During the bull market, investors were thrilled by the higher than expected sales and earnings of the company. They are over.
The company, along with Microsoft and Texas Instruments, announced disappointing results after the market closed on Tuesday.
Corporate IT budgets, as well as digital ad spending and chips for industrial machinery, are under increasing pressure. The results refocused investor attention on the damage to earnings and the economy from the Fed's rapid interest-rate hikes.
Jessica said that the global economy was at a tipping point. At a time when consumer demand is likely to fall with the reverse wealth effect expected to grip markets, businesses will be hurt by the stronger dollar. Tech remains under pressure.
Three quarters of disappointing earnings per share is the longest such streak in seven years. The company had beaten estimates nine quarters in a row prior to this year.
The data shows that Meta Platforms and Amazon.com have missed revenue in three of the past four quarters. Meta will publish earnings after the market closes on Wednesday.
There were many signs of weakness in the results. Microsoft posted its weakest sales growth in five years due to the surging dollar.
Rana said that Microsoft's forecast pointed to a serious downturn.
Rana said that enterprise IT spending is decelerating at a faster pace because of the economic troubles.
Sales at the search and related businesses of the company rose less than analysts had expected. Microsoft and Alphabet were both down in pre market trading.
Amazon dropped 3.5% as the selloff extended to other giants. It was those that derive sales from online advertising that fell the most. Datadog Inc., which is moving in the wake of Microsoft, plummeted.
It is on course for its worst annual performance since 2008.
One of the hottest sectors during the Pandemic was the Semiconductor industry. Texas Instruments, whose chips go into everything from home appliances to missiles, saw its shares plummet after its weak forecast signaled that the chip slump is spreading into other businesses. The stock lost 4.6% and other companies also fell.
Semiconductor used in the industrial and automotive sectors were still in short supply despite falling demand in consumer electronics.

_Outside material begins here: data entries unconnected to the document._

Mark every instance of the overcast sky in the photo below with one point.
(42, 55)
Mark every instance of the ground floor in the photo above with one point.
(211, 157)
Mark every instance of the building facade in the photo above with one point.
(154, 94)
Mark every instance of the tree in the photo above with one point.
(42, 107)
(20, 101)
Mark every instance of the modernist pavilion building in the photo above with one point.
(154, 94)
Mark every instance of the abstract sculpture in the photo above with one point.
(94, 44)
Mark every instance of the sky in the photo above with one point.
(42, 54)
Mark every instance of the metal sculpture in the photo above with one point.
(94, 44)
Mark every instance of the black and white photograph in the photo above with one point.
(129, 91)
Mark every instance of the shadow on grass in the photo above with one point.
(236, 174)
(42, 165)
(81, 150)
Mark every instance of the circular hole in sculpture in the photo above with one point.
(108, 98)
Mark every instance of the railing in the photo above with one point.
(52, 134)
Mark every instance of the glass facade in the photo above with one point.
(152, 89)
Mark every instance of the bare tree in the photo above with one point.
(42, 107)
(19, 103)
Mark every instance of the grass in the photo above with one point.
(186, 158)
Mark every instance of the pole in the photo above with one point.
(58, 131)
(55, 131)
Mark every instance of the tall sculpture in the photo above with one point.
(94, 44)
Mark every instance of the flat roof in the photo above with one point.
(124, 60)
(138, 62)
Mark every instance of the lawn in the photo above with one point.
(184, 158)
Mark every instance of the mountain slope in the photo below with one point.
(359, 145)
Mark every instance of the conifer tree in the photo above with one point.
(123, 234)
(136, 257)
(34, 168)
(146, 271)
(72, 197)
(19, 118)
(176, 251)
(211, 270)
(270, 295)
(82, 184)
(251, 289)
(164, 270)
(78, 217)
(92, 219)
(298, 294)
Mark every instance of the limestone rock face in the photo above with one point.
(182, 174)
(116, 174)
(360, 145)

Morgan Stanley analyst Joseph Moore wrote in a note that they don't think that any of this is demand related at the moment. Customer sentiment has been driven by the supply chain challenges and as those concerns start to ease some head winds were inevitable.
The company said it would cut capital expenditures by more than half. It said that the market conditions were going to get worse. The memory makers are cutting production plans as the price of chips plummets.
The silver lining for investors is that once the supply comes down, it may be beneficial for stock prices. The company's shares rose 0.4%. Taiwan Semiconductor Manufacturing Co. added 0.4%.
The head of technology research at HMC Investment & Securities said that inventory would decrease and demand would increase again.
Ishika Mookerjee and James Cone assisted.